Porque na era medieval o que se sabia de certo é que a comédia denotava uma obra literária com algo de inferior: por vezes a linguagem, por vezes o valor literário, quase sempre o nivel social e intelectual dos protagonistas.
Era corrente a divisão dos gêneros literários em três categorias – tragédia, comédia e elegia, – a partir das obras de Virgílio (a Eneida, as Geórgicas e as Bucólicas). Nesse pódio a tragédia ocupava sempre o primeiro lugar; dependendo de quem estava falando, a comédia chegava em segundo lugar – ou terceiro.

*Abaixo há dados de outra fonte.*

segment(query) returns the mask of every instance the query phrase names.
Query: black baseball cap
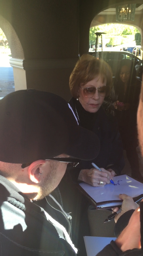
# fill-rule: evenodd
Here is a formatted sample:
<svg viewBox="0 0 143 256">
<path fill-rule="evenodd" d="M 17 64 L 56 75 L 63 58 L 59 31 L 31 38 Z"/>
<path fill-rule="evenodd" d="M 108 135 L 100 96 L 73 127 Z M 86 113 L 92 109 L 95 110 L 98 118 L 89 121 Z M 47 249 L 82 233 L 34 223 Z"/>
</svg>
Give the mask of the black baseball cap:
<svg viewBox="0 0 143 256">
<path fill-rule="evenodd" d="M 29 89 L 0 100 L 1 161 L 25 164 L 64 153 L 89 160 L 99 149 L 97 135 L 78 125 L 59 96 Z"/>
</svg>

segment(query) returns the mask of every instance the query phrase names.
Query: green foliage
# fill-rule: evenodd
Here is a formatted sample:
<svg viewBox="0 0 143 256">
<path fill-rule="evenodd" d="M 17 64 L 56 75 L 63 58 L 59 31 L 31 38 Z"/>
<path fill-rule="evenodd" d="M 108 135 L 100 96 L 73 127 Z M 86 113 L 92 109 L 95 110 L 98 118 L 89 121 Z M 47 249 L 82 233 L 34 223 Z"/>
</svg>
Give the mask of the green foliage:
<svg viewBox="0 0 143 256">
<path fill-rule="evenodd" d="M 97 32 L 104 32 L 107 33 L 103 35 L 103 41 L 108 41 L 107 43 L 110 45 L 119 45 L 124 43 L 125 39 L 126 42 L 130 41 L 131 36 L 132 36 L 134 38 L 134 35 L 135 33 L 139 32 L 138 30 L 133 26 L 119 23 L 106 24 L 98 26 L 93 27 L 90 28 L 89 33 L 89 45 L 95 44 L 96 41 L 96 36 L 95 33 Z M 127 36 L 126 38 L 125 36 Z M 129 38 L 128 38 L 128 36 Z M 99 42 L 100 38 L 99 37 Z M 133 40 L 134 39 L 132 40 Z"/>
<path fill-rule="evenodd" d="M 6 41 L 7 40 L 7 39 L 3 30 L 0 28 L 0 41 L 2 40 Z"/>
<path fill-rule="evenodd" d="M 135 35 L 135 39 L 136 45 L 140 45 L 141 44 L 141 35 L 140 33 L 137 33 Z"/>
</svg>

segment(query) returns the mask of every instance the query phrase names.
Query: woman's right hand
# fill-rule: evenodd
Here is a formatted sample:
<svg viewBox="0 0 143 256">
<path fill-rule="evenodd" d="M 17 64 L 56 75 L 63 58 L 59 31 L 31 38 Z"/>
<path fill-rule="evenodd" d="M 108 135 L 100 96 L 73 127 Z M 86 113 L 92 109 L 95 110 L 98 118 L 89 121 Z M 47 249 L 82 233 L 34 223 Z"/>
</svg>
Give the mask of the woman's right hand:
<svg viewBox="0 0 143 256">
<path fill-rule="evenodd" d="M 124 104 L 122 102 L 119 101 L 119 100 L 117 100 L 114 102 L 114 107 L 115 109 L 117 109 L 120 111 L 122 111 L 124 110 Z"/>
<path fill-rule="evenodd" d="M 110 180 L 113 178 L 110 172 L 101 168 L 102 172 L 92 168 L 91 169 L 82 169 L 80 172 L 78 180 L 82 180 L 93 187 L 104 187 L 106 184 L 109 184 Z M 102 185 L 100 185 L 100 181 L 103 181 Z"/>
</svg>

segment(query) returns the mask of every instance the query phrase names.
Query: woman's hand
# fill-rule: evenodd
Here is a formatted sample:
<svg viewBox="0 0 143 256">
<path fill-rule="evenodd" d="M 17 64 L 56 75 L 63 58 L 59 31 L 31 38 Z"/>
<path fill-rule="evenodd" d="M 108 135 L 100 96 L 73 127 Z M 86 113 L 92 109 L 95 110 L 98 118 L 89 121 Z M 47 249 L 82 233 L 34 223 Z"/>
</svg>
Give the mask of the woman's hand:
<svg viewBox="0 0 143 256">
<path fill-rule="evenodd" d="M 124 200 L 128 204 L 126 199 L 129 200 L 129 202 L 130 201 L 129 198 L 130 197 L 125 194 L 123 195 L 124 196 L 122 198 L 125 197 Z M 127 197 L 125 198 L 126 196 Z M 132 203 L 131 201 L 130 202 L 132 204 Z M 123 252 L 134 248 L 140 249 L 140 225 L 139 207 L 138 207 L 131 217 L 128 225 L 115 241 L 117 246 Z"/>
<path fill-rule="evenodd" d="M 104 187 L 106 184 L 110 183 L 115 175 L 115 172 L 111 169 L 109 171 L 104 168 L 101 168 L 102 172 L 92 168 L 91 169 L 82 169 L 78 176 L 78 180 L 82 180 L 93 187 Z M 103 181 L 102 185 L 99 185 L 100 181 Z"/>
<path fill-rule="evenodd" d="M 128 110 L 130 108 L 131 104 L 130 103 L 125 103 L 122 110 Z"/>
<path fill-rule="evenodd" d="M 117 100 L 114 102 L 114 107 L 115 109 L 122 111 L 124 109 L 124 104 L 123 102 L 119 101 L 119 100 Z"/>
</svg>

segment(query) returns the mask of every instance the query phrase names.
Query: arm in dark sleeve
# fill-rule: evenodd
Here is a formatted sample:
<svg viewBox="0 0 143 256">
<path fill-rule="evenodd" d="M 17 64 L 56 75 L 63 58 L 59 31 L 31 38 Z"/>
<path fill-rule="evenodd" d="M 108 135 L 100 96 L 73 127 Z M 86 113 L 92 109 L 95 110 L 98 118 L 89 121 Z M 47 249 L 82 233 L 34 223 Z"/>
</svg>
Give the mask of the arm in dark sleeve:
<svg viewBox="0 0 143 256">
<path fill-rule="evenodd" d="M 117 121 L 116 118 L 112 118 L 113 128 L 112 133 L 112 145 L 108 164 L 112 164 L 109 168 L 113 170 L 118 175 L 120 174 L 125 166 L 123 148 L 121 136 L 118 130 Z M 107 168 L 108 169 L 108 166 Z"/>
<path fill-rule="evenodd" d="M 130 219 L 134 210 L 132 210 L 126 212 L 121 215 L 117 220 L 114 228 L 115 235 L 118 237 L 122 231 L 128 225 Z"/>
<path fill-rule="evenodd" d="M 96 256 L 143 256 L 142 251 L 136 248 L 122 252 L 113 241 L 106 245 Z"/>
</svg>

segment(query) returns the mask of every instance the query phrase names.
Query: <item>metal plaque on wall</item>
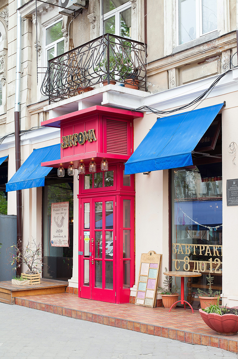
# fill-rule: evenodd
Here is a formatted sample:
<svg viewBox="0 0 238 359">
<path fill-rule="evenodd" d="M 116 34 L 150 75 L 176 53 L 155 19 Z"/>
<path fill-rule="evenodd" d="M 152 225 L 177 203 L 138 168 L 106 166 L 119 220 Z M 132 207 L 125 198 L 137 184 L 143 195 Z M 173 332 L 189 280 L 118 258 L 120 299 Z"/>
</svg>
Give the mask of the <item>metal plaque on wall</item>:
<svg viewBox="0 0 238 359">
<path fill-rule="evenodd" d="M 238 179 L 227 180 L 227 205 L 238 206 Z"/>
</svg>

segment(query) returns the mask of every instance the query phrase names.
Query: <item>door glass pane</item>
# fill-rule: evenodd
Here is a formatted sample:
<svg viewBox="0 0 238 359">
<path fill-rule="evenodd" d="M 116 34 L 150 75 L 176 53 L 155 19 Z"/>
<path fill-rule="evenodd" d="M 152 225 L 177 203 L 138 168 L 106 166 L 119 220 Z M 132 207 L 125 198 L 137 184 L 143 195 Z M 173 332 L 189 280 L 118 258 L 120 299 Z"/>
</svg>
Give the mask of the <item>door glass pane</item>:
<svg viewBox="0 0 238 359">
<path fill-rule="evenodd" d="M 84 228 L 90 228 L 90 204 L 84 203 Z"/>
<path fill-rule="evenodd" d="M 95 232 L 95 258 L 102 258 L 102 232 Z"/>
<path fill-rule="evenodd" d="M 112 16 L 104 22 L 104 33 L 115 34 L 115 16 Z"/>
<path fill-rule="evenodd" d="M 130 230 L 123 230 L 123 258 L 130 258 Z"/>
<path fill-rule="evenodd" d="M 123 200 L 123 228 L 130 228 L 130 200 Z"/>
<path fill-rule="evenodd" d="M 106 235 L 105 255 L 106 258 L 113 259 L 113 232 L 112 231 L 105 232 Z"/>
<path fill-rule="evenodd" d="M 84 257 L 89 256 L 90 235 L 90 232 L 89 230 L 85 230 L 84 232 Z"/>
<path fill-rule="evenodd" d="M 120 34 L 123 37 L 131 37 L 131 8 L 122 11 L 120 14 Z"/>
<path fill-rule="evenodd" d="M 94 174 L 94 188 L 99 188 L 102 187 L 102 172 L 98 172 Z"/>
<path fill-rule="evenodd" d="M 106 229 L 109 229 L 113 228 L 113 202 L 105 202 L 106 212 Z"/>
<path fill-rule="evenodd" d="M 196 39 L 196 5 L 194 0 L 180 0 L 179 26 L 179 44 Z"/>
<path fill-rule="evenodd" d="M 202 0 L 202 33 L 217 28 L 216 0 Z"/>
<path fill-rule="evenodd" d="M 110 187 L 113 186 L 113 171 L 107 171 L 104 172 L 104 187 Z"/>
<path fill-rule="evenodd" d="M 95 287 L 102 288 L 102 261 L 95 261 Z"/>
<path fill-rule="evenodd" d="M 89 261 L 84 260 L 84 285 L 89 285 Z"/>
<path fill-rule="evenodd" d="M 62 29 L 62 21 L 52 25 L 46 29 L 46 45 L 48 45 L 51 42 L 53 42 L 56 40 L 59 40 L 63 37 L 61 31 Z"/>
<path fill-rule="evenodd" d="M 113 262 L 106 261 L 106 276 L 105 288 L 113 289 Z"/>
<path fill-rule="evenodd" d="M 130 175 L 125 174 L 123 170 L 123 186 L 130 186 Z"/>
<path fill-rule="evenodd" d="M 95 202 L 95 228 L 102 228 L 102 202 Z"/>
<path fill-rule="evenodd" d="M 123 261 L 123 288 L 130 288 L 130 261 Z"/>
<path fill-rule="evenodd" d="M 90 190 L 93 188 L 93 174 L 84 175 L 84 189 Z"/>
</svg>

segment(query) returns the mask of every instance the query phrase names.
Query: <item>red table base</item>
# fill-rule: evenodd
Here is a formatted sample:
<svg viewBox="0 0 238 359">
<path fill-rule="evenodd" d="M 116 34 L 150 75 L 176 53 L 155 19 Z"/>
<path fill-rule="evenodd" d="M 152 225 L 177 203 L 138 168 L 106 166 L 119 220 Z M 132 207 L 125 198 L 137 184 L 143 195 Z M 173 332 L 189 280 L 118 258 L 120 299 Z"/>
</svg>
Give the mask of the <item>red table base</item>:
<svg viewBox="0 0 238 359">
<path fill-rule="evenodd" d="M 181 302 L 181 304 L 182 304 L 182 305 L 183 304 L 184 305 L 185 310 L 186 309 L 185 303 L 187 303 L 187 304 L 188 304 L 190 308 L 192 309 L 192 313 L 194 313 L 194 312 L 193 312 L 193 309 L 192 309 L 192 306 L 190 305 L 189 303 L 188 303 L 187 302 L 186 302 L 186 301 L 185 300 L 184 300 L 184 277 L 181 277 L 181 300 L 178 300 L 178 301 L 176 302 L 175 303 L 174 303 L 172 306 L 171 306 L 170 307 L 170 309 L 169 311 L 169 313 L 171 310 L 172 308 L 173 307 L 174 304 L 177 304 L 177 303 L 179 303 L 180 302 Z"/>
</svg>

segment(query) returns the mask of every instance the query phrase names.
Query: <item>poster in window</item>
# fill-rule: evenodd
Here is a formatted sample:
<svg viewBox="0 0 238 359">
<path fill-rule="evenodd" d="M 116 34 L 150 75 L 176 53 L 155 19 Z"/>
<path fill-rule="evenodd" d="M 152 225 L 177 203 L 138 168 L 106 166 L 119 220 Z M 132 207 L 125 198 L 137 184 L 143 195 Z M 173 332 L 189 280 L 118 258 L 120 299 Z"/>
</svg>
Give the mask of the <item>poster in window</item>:
<svg viewBox="0 0 238 359">
<path fill-rule="evenodd" d="M 51 247 L 69 247 L 68 202 L 51 204 Z"/>
</svg>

Nada disso Dante, que elegeu Virgílio como seu guia, tinha como ignorar. No seu De vulgari eloquentia (escrito entre 1302 e il 1305, portanto antes de se embrenhar na Comédia) ele adota uma classificação semelhante:
No que diz respeito aos assuntos que podem representar matéria de poesia, devemos ser capazes de distinguir se se trata de cantá-los de forma trágica, cômica ou elegíaca. Com tragédia queremos denotar o estilo superior, com comédia aquele inferior, e com elegia o estilo dos infelizes. Se os argumentos escolhidos ocorrem ser cantados de forma trágica, é necessário utilizar o vernáculo de caráter ilustre, e consequentemente a forma de canção. Se ao contrário estamos no nível do cômico, utilizaremos em certos casos o vernáculo mediano, em outros o vernáculo inferior. Se estamos por fim no nível do elegíaco, convém usar exclusivamente o vernáculo inferior.
Convém lembrar que em De vulgari eloquentia/A eloquência da língua vernacular Dante estava fazendo jogo duplo: ele escrevia em latim, mas seu tema era demonstrar que o vernáculo (a língua falada pelo povo e que daria origem ao italiano) tinha cacife para ser usado para fins literários num nível (quase) comparável à língua de Virgílio.
Por bem mais de mil anos, naturalmente, o latim tinha sido a língua exclusiva da erudição no ocidente. Quem quisesse escrever teologia, ciência ou literatura não tinha alternativa: ou escrevia em latim ou corria o risco de não ser levado a sério, e por mil anos esse risco praticamente ninguém quis correr.
Na pátria do latim o primeiro a ousar escrever verdadeira literatura usando a língua falada pelo povo foi, veja que coisa bonita, ninguém menos do que São Francisco (1181-1226). Graças a essa sua transgressão, quem não entendia uma palavra da missa em latim podia agora entender quando ouvia:
Laudato si’, mi’ Signore, per sora nostra matre terra, la quale ne sustenta et governa, et produce diversi fructi con coloriti flori et herba.
E
Tu sei il santissimo padre mio, mio Re e mio Dio;
Vieni in mio soccorso, Signore, Dio della mia salvezza
– que, sem contar algum arcaísmo ortográfico e à distância de oitocentos anos, todo italiano dos nossos dias pode entender e passar adiante (e muita gente de fala portuguesa pode com alguma facilidade decifrar).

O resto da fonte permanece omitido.